After all his bravado inside the pub – the You won’t go through with it, Phoebs, I know you speech that in his actor’s voice rose above the noise and look-at-me-I’m-so-important laughter from the tables around us – the change in him when he found me on the street outside was a shock.

‘I’ll miss you.’

‘You won’t, but thanks.’

And then that look – the one that got us into trouble once before,
the one that has kept me wondering if it might again. ‘Then you don’t know me, Phoebs. London won’t be the same without you.’ Why did he have to launch that at me, the night before I leave
for a whole year?

But the money is spent. The tickets are in my wallet. My bag is packed. And Gabe is wrong if he thinks I won’t go through with it. I know my friends privately think I’ll cave in and come home early. So I got up hours before I needed to this morning, took my bag, closed the door on my old life and posted my keys through the letterbox for my friends and former flatmates to find. And I’m here, where Gabe was so certain I wouldn’t be.

But now there’s a delay and that’s dangerous for me. Too much time to think better of my plan. Why is the universe conspiring against me today?

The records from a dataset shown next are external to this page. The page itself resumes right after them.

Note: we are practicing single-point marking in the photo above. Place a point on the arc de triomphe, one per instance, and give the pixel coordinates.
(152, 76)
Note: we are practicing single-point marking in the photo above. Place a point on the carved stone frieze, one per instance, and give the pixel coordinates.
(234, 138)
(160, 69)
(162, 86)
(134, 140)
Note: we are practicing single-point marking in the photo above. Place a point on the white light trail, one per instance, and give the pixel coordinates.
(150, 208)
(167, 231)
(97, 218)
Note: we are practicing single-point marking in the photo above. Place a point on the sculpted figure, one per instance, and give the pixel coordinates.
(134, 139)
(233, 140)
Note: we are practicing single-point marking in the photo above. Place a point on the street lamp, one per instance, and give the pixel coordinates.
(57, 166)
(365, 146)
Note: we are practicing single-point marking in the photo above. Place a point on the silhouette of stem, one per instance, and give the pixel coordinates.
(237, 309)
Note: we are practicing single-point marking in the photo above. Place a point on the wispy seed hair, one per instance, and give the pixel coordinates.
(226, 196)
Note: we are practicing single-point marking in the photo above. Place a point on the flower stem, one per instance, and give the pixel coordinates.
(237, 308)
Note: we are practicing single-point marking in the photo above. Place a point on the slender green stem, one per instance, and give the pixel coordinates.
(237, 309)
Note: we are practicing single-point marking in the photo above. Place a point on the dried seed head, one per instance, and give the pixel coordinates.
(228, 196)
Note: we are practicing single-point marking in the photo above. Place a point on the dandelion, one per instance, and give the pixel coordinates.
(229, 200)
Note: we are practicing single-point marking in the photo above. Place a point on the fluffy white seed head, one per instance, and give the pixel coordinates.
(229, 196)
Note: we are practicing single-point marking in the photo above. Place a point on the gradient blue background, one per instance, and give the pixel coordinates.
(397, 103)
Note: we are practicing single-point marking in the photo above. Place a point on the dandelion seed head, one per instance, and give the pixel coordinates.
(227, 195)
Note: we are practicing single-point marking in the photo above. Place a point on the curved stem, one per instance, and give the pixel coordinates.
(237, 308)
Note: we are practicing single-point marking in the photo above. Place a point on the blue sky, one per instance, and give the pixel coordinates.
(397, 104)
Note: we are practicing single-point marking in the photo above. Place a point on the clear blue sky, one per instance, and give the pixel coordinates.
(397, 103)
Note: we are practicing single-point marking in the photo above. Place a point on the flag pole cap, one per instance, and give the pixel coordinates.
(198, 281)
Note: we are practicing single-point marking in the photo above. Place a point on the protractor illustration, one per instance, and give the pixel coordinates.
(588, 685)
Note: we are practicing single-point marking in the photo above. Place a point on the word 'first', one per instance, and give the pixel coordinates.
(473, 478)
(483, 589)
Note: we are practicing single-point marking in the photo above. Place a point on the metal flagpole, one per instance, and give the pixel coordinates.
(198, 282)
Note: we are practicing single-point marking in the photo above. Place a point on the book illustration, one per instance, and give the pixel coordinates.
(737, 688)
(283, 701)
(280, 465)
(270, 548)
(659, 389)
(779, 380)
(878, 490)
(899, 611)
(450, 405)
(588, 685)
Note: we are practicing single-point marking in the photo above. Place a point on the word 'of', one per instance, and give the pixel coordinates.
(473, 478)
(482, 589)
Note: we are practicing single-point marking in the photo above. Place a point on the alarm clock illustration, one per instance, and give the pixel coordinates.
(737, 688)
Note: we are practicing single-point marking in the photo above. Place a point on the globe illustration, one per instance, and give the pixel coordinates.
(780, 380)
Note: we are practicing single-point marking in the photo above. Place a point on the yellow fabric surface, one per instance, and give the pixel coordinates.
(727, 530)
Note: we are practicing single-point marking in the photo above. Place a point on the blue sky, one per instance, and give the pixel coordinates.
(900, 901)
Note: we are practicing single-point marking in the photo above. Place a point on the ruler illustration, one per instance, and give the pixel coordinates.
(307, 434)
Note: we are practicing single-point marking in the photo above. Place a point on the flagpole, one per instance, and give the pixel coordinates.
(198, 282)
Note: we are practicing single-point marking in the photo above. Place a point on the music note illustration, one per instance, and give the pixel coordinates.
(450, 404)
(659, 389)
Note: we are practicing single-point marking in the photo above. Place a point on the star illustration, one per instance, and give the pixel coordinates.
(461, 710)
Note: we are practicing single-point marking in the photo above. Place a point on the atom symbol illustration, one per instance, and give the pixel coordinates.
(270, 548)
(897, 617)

‘Having another?’ the woman next to me asks. Her new glass of champagne is already half empty. Perhaps she has the right idea. Maybe drinking your way through a delay is the best option.

‘I don’t think so, thanks,’ I reply. I can’t stay here, not until I know exactly what kind of delay I’m facing. ‘I’m going to find out what’s happening.’

The woman shrugs as I leave.

The whole of St Pancras station seems to have darkened, as though a storm cloud has blown in from the entrance and settled in the arcing blue-girdered roof.

Beyond the glass the sun shines as brightly as before, the sky a brave blue. But I feel the crackle of tension like approaching thunder.

At the end of the upper concourse near the huge statue of a man and woman embracing, a crowd has gathered.

Somewhere in the middle, a harassed station employee in an orange hi-vis gilet is doing his best to fend off the angry mob’s questions. And then, without warning, the crowd begins to move. I’m almost knocked over and stagger back to stop myself falling. Being trampled to death is definitely not in the plan today.
The mob swarms around the station employee as he makes for the stairs to the lower concourse. The forward motion of their bodies pushes me backwards until my spine meets something immovable. I gasp. Around me the angry commuters part, a splitting tide of bodies flooding either side of me, their feet stomping inches from mine. Once they pass me they continue their pursuit of their prey as the poor station official flees down the stairs.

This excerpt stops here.